Dexter, kendi yaşamı da dahil olmak üzere el attığı her şeyi ve herkesi insanı hayrete düşürecek bir istikrarla mahveden, acayip ukala, sinir bozucu bir zengin piç. David Nicholls alışıldık olmayanı yaparak en başta Dexter'ı okuyucunun "ah canım, kötü çocuk ama çekici, hem derinde iyi aslında, sempatik serserim" nidalarıyla sevmesini sağlayacak kadar klişe ve yüzeysel bir karakter olarak çizmek yerine (çünkü ne de olsa iki ana karakterden biri), karakterin kendine duyduğu aşk ile nefretin zehirli bir şekilde içiçe geçtiğini göstererek çok daha gerçekçi bir tipleme yaratıyor. Dexter'ın yanında başta melek gibi görünen Emma da pek o kadar da sevilesi/özenilesi bir hatun değil aslında; somurtkan, inatçı, bunalımlı ve kendi kendini imha alanında şaşırtıcı bir yeteneğe sahip, kendi mutluluğunun önündeki tek engel. Anlayacak kadar zeki, üzülecek kadar duyarlı ama değiştirebilecek kadar cesur olmadığı dünya karşısında tökezleyip duruyor. Gerçek hayatlarımızda tanıdığımız insanlara, hatta kendimize çok yakın karakterler bunlar, bu nedenle çok gerçekçi, çok gıcıklar. Yine de kitabın sonlarına doğru bu iki karaktere ne kadar çok değer vermeye başladığımı fark etmek beni şaşalattı, sanırım Nicholls'ın asıl başarısı burada yatıyor. Fevkalade karakterizasyonunda.
İngiltere'deki bir üniversitede, mezun olmadan önceki son günlerinde tanışıyor kahramanlarımız, ilerleyen yıllarda birer günlerine tanık olduğumuz yaşamlarının o günlerini genelde ayrı, bazen de beraber geçiriyorlar.
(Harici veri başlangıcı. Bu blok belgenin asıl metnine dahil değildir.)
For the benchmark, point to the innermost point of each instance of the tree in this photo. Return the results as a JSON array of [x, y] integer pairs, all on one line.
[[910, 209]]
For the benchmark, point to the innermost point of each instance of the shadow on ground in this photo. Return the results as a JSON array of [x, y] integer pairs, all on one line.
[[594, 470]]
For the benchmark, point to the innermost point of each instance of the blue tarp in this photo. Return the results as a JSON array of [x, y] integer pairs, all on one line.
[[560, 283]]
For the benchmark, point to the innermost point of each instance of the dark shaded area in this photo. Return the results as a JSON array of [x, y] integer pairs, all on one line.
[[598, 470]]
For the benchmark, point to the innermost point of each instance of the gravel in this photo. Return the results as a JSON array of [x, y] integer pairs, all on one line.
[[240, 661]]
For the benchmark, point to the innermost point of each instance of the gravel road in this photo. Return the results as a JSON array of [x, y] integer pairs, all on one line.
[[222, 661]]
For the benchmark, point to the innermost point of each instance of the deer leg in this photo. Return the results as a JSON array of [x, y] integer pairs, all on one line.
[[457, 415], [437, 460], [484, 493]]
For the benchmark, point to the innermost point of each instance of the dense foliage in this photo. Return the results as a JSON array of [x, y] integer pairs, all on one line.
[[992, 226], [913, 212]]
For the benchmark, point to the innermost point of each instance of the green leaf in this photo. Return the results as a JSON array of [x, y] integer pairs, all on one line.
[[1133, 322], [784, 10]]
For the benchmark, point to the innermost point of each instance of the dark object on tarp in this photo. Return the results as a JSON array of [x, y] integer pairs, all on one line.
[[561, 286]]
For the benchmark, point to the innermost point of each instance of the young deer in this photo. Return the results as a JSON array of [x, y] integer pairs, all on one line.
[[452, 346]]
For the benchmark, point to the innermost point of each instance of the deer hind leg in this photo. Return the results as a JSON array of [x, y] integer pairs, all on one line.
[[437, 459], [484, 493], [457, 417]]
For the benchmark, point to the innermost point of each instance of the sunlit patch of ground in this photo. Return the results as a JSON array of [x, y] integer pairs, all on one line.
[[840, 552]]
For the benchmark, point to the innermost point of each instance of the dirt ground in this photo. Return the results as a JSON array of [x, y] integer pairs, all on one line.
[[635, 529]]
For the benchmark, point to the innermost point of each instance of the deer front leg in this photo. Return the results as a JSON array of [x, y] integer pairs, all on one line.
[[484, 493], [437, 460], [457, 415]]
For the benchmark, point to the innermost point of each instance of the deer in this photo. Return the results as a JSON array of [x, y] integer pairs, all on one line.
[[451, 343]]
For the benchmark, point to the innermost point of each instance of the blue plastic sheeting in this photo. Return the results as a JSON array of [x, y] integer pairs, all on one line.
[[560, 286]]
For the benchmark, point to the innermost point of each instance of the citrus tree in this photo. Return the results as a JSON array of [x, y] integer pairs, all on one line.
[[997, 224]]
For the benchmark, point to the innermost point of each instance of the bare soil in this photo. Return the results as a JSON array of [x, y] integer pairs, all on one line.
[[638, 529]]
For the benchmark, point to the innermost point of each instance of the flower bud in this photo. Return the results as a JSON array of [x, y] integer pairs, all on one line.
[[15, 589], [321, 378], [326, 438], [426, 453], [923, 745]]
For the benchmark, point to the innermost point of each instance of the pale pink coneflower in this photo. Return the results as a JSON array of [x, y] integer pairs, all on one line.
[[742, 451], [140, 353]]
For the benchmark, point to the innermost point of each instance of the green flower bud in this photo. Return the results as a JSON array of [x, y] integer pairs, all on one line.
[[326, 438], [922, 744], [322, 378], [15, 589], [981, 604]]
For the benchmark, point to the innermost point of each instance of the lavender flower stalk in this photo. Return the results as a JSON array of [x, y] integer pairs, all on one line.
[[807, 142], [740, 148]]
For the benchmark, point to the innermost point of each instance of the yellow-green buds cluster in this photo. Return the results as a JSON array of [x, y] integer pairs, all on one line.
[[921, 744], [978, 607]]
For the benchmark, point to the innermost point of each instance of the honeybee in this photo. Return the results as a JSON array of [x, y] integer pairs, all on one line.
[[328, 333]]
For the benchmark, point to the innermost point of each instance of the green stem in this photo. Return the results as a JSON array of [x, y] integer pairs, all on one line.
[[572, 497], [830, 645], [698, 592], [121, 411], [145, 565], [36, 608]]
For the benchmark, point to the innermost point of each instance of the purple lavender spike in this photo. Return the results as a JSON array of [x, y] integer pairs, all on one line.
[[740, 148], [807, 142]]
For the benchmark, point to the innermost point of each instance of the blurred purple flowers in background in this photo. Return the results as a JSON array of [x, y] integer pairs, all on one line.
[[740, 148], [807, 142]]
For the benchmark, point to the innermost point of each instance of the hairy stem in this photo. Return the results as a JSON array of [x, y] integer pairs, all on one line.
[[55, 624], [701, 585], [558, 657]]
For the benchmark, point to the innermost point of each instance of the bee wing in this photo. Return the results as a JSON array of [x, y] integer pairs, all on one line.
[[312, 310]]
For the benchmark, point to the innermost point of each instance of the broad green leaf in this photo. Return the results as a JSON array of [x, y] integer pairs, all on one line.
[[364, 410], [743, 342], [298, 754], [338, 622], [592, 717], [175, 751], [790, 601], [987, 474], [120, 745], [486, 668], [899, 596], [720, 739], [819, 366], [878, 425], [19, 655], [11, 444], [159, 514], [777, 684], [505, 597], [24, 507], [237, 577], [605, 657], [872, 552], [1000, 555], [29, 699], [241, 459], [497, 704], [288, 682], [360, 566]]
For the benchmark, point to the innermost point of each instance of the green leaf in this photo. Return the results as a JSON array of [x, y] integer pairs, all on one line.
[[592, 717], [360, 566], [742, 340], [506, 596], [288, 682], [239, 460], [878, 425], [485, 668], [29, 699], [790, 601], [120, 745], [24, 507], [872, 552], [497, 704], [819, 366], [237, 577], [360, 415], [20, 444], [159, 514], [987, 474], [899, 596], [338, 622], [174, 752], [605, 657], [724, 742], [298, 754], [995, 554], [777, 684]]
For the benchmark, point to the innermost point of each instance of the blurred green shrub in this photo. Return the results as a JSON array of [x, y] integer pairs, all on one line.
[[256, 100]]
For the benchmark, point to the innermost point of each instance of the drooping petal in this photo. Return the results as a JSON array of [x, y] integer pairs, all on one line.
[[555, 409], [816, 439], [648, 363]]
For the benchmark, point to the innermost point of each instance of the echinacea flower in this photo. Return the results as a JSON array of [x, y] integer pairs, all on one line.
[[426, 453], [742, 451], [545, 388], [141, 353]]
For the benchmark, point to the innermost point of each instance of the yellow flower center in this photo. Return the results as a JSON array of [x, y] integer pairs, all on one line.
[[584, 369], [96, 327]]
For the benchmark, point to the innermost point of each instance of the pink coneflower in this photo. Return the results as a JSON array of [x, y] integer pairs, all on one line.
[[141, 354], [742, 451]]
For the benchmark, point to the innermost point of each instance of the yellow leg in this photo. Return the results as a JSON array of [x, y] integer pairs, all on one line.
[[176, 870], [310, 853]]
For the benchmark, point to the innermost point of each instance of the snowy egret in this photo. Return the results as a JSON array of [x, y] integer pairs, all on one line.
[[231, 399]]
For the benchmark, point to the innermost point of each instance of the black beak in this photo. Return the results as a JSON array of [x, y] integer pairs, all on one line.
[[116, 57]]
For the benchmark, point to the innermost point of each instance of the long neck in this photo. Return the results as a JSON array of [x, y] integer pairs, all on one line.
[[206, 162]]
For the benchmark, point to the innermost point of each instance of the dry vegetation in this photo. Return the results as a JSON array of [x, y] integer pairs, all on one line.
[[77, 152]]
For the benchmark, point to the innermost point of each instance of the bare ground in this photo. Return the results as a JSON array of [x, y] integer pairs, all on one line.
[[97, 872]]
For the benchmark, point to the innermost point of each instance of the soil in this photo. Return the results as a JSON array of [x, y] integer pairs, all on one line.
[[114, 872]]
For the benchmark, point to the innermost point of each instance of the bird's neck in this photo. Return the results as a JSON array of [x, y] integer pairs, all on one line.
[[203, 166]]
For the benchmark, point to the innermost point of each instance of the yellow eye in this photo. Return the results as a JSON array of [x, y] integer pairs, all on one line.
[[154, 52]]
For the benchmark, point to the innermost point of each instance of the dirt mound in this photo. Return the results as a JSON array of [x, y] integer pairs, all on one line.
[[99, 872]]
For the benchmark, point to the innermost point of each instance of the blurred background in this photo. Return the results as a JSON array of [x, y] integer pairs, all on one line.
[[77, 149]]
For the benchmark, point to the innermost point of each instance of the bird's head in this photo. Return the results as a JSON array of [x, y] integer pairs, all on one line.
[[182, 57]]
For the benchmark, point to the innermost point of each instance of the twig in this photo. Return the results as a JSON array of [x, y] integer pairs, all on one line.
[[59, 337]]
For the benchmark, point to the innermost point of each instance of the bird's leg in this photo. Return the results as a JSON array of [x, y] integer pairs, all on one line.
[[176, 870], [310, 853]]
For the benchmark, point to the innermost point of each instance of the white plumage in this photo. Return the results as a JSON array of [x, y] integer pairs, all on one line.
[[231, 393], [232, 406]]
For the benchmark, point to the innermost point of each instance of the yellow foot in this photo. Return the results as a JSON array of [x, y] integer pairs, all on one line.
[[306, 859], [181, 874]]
Aralarında inkar edilemez bir çekim olduğu kesin, ama farklı yönlere itiyor hayat onları: Dexter önce bir dünyayı dolaşıp bolca baba parası yiyecek, sonra da ünlü bir televizyoncu olma yolunda gidecek, Emma ise uzun süre gerçekleştirmeye cesaret edemediği yazarlık hayallerini içine gömüp, amatör oyunculuktan garsonluğa çeşitli işlerde çalışıp, gerçek tutkusunun ne olduğunu keşfetmeye çalışacak.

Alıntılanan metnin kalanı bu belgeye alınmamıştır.